Feeding the Beast
by R.C. Sproul Jr.

There is a scene in Braveheat early on in which we are given a glimpse of what the coming struggle was really all about. Wallace had just returned home after being away through most of his youth. He is asked point blank if he has returned to battle with the English overlords. Wallace explains that he has come not to fight, but to farm, and to raise a family. The freedom which he cried out for at the end of the movie was not a libertarian kind of freedom. He wasn't longing to be able to use drugs in peace. It wasn't a consumerist freedom; he wasn't demanding his MTV. It was an agrarian freedom, covenantal freedom. He wanted the state to leave him alone, to leave him room to pursue Ms life of peace in peace. In a word, he wanted to be tolerated.

Wallace did not take up arms because the state had failed to pay him sufficient attention, or to provide him with enough protection. He did not draw his sword because London threatened to lower the haggis subsidy. Rather Sir William rebelled because of Longshank's desire to rob from the Scots to give to his cronies. And the King struck at the heart of freedom, taking land and progeny through the horror of the doctrine of the first night.

Tolerance can be a glorious thing, something we can and should seek from our governments. But we must beware a subtle trap that lies just beyond tolerance. It is one thing to beseech the state to leave us alone, it is altogether another to ask the state to make others leave us alone. This subtle distinction is a line which separates small and legitimate government from an obtrusive, rapacious government. Too often we cross that line.

What do you think when you read about lawsuits in which strict sabbatarian Christians sue their employers, or former employers, having been required to work on the Lord's Day? Do you cheer this as an act of heroism? Or when conservative Christian students at secular campuses protest for their fair share of student activity funds, are you excited?

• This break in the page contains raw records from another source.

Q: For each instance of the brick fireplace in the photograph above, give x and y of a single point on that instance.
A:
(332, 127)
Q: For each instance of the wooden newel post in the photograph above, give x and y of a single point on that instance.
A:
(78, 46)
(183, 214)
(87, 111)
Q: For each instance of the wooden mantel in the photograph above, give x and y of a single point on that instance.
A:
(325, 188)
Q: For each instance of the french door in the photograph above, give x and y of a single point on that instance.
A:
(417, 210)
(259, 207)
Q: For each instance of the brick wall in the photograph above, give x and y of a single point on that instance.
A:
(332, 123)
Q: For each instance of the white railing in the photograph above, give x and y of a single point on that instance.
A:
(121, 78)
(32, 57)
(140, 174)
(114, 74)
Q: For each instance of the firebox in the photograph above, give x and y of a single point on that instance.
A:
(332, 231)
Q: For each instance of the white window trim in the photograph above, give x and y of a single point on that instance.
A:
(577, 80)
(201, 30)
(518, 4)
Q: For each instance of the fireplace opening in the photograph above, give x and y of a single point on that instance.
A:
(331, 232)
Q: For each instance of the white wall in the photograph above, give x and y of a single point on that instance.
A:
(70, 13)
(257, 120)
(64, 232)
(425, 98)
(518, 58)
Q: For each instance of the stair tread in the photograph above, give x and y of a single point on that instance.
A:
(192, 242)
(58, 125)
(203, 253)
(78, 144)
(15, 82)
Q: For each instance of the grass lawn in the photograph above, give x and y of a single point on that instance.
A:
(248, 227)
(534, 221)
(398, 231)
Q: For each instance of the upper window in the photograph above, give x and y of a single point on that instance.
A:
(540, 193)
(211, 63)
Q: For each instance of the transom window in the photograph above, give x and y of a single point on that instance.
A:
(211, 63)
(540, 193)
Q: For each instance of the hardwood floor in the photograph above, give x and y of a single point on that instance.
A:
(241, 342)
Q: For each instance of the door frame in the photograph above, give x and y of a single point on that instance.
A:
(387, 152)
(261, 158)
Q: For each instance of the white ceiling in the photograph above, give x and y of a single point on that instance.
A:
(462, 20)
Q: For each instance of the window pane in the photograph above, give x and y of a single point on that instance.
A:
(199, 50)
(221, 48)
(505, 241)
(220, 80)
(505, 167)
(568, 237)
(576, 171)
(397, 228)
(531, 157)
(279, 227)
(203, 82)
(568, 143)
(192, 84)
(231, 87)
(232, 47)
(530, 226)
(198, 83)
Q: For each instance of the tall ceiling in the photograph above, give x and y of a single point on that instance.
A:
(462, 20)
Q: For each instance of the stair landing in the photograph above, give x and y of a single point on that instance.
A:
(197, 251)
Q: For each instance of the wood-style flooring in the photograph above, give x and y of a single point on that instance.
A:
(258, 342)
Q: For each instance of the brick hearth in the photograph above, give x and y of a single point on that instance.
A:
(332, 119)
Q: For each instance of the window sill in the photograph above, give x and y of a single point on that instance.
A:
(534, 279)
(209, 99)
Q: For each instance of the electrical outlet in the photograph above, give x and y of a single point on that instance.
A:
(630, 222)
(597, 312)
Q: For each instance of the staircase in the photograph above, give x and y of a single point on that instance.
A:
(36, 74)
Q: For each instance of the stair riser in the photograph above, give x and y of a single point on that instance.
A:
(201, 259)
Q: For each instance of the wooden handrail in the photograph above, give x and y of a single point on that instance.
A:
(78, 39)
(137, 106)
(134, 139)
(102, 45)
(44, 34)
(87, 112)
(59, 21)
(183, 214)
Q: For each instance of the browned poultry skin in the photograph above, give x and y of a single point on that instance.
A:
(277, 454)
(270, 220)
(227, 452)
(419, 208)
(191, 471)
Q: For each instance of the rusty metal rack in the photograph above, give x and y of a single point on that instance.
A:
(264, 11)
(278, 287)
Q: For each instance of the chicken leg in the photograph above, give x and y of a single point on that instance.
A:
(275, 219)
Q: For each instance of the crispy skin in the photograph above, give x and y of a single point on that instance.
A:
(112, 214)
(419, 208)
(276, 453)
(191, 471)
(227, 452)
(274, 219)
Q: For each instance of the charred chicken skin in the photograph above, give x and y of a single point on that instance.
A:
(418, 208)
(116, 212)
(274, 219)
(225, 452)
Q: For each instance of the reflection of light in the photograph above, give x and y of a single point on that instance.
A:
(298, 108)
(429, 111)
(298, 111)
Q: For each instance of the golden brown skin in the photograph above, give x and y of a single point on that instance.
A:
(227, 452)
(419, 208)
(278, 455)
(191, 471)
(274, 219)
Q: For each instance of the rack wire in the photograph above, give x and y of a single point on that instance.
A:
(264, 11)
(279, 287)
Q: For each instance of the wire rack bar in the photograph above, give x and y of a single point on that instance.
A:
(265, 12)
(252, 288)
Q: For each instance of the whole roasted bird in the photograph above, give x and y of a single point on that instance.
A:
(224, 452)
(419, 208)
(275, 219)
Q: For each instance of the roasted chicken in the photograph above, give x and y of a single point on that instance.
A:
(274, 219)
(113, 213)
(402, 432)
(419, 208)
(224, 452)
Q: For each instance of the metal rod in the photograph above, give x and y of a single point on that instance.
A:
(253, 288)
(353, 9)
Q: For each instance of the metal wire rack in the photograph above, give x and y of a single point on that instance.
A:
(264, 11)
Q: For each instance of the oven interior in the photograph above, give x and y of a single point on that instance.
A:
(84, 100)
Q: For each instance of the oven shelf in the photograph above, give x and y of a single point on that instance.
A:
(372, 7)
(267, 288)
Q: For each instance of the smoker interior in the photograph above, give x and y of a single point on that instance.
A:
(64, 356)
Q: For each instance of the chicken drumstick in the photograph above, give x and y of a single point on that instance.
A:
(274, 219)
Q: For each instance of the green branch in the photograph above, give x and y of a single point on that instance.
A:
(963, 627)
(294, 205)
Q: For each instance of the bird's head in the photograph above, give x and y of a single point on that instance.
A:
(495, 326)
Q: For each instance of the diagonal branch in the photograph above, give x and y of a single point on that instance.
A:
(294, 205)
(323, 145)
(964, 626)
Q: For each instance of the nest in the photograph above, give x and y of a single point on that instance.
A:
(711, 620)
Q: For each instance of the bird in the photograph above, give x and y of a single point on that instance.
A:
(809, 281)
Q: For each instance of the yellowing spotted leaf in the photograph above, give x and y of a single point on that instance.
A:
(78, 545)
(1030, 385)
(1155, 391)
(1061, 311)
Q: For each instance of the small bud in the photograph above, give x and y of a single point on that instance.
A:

Because we live in something resembling a democracy, we feel perfectly at ease lining up in the special favors line down at Leviathan's office. Thus we used the state to "Protestantize' the immigrants last century through the creation of the public school system. It seemed harmless enough, though R.L. Dabney saw what would happen even then, that they wouldn't be "our" schools for long. Thus we made nice to the state in asking them to help us help the poor, only to lose the allegiance of the poor, the poor themselves and our shirts in the process.

We have a choice. We will probably continue down the road we are on, and stage the necessary protests, create the letter writing campaigns, and fill out the form in triplicate filing for victim status. The result of this is we might have a perpetual claim on some Cabinet office ("Make the evangelical Secretary of Interior," the chief of staff will say, "He won't hurt anything there.") and just maybe the endowed Scalia chair at the Supreme Court. Of course we might also get a lot more professions of faith, in order to take advantage of 'Religion norming" down at the admissions office of Leviathan University.

The better choice is to stop asking the beast to feed us, thus stopping feeding the beast, to get out of the victim line (we're at the back anyway), go back home and raise our families. The better choice is to show patience as long as we can toward the state, to ask quietly for tolerance and not special favors, and to stay above the feeding frenzy at Leviathan's trough. That's the choice Wallace made, and stuck with as long as he could.